With SPM, in comparison with the healthy control group, 76% of medial- and 77% of lateral-EEG focus patients had significant hypometabolism. Twenty-five medial and 12 lateral patients had contralateral hypometabolism as well (3 falsely lateralized patients had only contralateral hypometabolism). Fifteen of 27 patients without hypometabolism, when compared with normal volunteers, and 27 of 34 patients with bilateral temporal hypometabolism had significant interhemispheric asymmetry, with the more severe hypometabolism on the side of the epileptic focus. Interestingly, the SPM-based individual comparison of each patient with the set of control subjects did not show greater sensitivity than visual analysis for seizure-focus localization.
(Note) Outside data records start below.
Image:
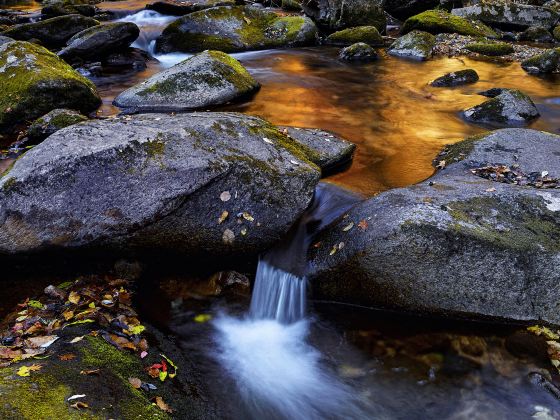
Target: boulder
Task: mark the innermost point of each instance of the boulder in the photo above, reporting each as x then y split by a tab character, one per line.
328	151
456	244
439	21
334	15
366	34
100	41
207	79
52	32
491	49
536	34
358	52
35	81
506	107
199	185
546	62
509	16
53	121
238	28
403	9
456	78
416	45
181	8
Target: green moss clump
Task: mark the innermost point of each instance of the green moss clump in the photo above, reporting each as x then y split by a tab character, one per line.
366	34
439	21
492	49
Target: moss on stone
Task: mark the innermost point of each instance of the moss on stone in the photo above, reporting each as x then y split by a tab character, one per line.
366	34
439	21
492	49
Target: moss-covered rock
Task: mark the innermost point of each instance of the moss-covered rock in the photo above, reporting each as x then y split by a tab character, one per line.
506	107
53	121
52	32
100	41
546	62
207	79
491	49
358	52
536	34
456	78
509	15
237	28
366	34
439	21
417	45
334	15
35	81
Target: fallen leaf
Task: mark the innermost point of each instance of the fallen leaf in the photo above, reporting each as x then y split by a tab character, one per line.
135	382
162	405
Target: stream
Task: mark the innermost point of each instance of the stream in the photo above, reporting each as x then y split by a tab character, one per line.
280	357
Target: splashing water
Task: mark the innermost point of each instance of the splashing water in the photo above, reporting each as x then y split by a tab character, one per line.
280	375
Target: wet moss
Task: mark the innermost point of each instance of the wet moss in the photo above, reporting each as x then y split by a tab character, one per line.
439	21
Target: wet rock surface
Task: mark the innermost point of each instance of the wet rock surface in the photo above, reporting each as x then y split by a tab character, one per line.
456	243
201	184
207	79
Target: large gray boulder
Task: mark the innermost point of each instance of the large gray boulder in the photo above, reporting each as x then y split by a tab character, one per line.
458	243
334	15
237	28
201	184
516	16
52	32
100	41
505	108
206	79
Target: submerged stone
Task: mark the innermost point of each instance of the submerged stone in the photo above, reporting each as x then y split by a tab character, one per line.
158	184
35	81
507	107
237	28
207	79
334	15
52	32
455	244
358	52
366	34
440	21
456	78
417	45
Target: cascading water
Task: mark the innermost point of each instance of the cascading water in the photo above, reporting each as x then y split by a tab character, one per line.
279	375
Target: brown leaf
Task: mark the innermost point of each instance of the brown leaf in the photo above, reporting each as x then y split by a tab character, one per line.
162	405
135	382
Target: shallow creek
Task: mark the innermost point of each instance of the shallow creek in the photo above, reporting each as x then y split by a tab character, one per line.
395	366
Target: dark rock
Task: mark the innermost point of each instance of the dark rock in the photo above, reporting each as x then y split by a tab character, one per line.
35	81
456	78
157	183
181	8
237	28
509	107
509	16
207	79
465	246
536	34
366	34
440	21
53	121
417	45
334	15
101	40
547	62
330	152
358	52
52	32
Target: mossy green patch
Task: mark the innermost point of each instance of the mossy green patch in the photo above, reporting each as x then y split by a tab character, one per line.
440	21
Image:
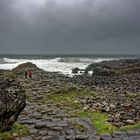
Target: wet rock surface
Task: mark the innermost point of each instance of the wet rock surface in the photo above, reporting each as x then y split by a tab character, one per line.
12	102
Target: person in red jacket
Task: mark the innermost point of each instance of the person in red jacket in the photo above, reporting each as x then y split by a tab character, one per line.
26	73
30	74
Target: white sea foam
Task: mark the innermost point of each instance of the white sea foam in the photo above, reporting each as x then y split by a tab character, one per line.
63	65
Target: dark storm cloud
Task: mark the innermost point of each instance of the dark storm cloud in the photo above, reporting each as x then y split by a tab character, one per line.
58	26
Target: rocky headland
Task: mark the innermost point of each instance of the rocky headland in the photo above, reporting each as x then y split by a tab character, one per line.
101	106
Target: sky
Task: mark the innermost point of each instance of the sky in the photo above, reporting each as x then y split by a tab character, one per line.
70	27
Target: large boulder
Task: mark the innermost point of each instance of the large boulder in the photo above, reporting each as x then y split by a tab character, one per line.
12	102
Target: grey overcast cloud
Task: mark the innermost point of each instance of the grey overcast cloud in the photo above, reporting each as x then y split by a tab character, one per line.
70	26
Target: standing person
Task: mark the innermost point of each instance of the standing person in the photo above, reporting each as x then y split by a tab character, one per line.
26	73
30	74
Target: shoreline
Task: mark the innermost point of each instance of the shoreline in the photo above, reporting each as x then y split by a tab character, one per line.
62	107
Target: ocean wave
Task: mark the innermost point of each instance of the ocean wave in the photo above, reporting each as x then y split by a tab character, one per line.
58	64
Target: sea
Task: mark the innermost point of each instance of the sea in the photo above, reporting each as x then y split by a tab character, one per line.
59	62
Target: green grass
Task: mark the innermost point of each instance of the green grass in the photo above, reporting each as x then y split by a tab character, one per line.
17	130
127	127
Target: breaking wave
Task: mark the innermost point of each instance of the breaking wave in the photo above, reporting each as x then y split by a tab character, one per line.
59	64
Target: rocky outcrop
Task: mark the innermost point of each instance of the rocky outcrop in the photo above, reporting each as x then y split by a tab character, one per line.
12	102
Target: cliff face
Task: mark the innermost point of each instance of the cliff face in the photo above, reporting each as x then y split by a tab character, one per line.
12	102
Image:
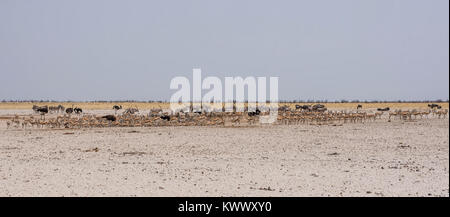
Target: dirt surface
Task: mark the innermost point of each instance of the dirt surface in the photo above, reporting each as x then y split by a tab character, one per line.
398	158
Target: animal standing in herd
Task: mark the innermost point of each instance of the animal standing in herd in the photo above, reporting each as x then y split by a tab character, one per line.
302	114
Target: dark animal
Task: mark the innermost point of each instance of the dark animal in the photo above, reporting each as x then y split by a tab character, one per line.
110	117
305	107
165	117
42	110
131	111
69	110
78	110
432	106
318	107
383	109
255	113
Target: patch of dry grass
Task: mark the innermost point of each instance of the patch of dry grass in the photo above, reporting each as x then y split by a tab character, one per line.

In both mesial and lateral TLE groups, asymmetry was significantly higher in lateral than mesial temporal structures. However, the comparison with normal volunteers by using SPM showed that medial hypometabolism was less extensive and severe in the lateral TLE patients than in medial TLE patients. Sixty-three percent of lateral TLE patients had only lateral temporal hypometabolism; unfortunately, both lateral and medial temporal structures were involved in 64% of medial TLE patients. The minority of patients with purely lateral hypometabolism had lateral temporal foci.

This study confirms the results of earlier investigations showing that it may be difficult to use [18F]FDG-PET, except in a small minority of nonlesional cases, to differentiate mesial from lateral temporal neocortical foci (1, 2, 3, 4, 5). In each of these studies, patients with lateral temporal neocortical foci, as a group, had relatively greater lateral temporal hypometabolism. However, individual variation was too great for [18F]FDG-PET to be used for clinical localization.

Kim et al. may have reduced the sensitivity of their method by smoothing the scans to a relatively low resolution that might tend to impair their ability to distinguish regional metabolic rates. Moreover, they did not perform a partial-volume correction, so the hypometabolism they did detect could be due in large part to patients' structural lesions (6). As only a few subjects in their study had normal MRIs, the additional information provided by PET appears to have been limited.

Several other PET tracers may potentially be useful for identifying neocortical temporal epileptic foci, including [11C]flumazenil, [11C]α-methyl-l-tryptophan, and [18F]WAY10063 (7, 8, 9). Only limited studies have been performed with these agents, and their role in localizing neocortical foci is not yet clear.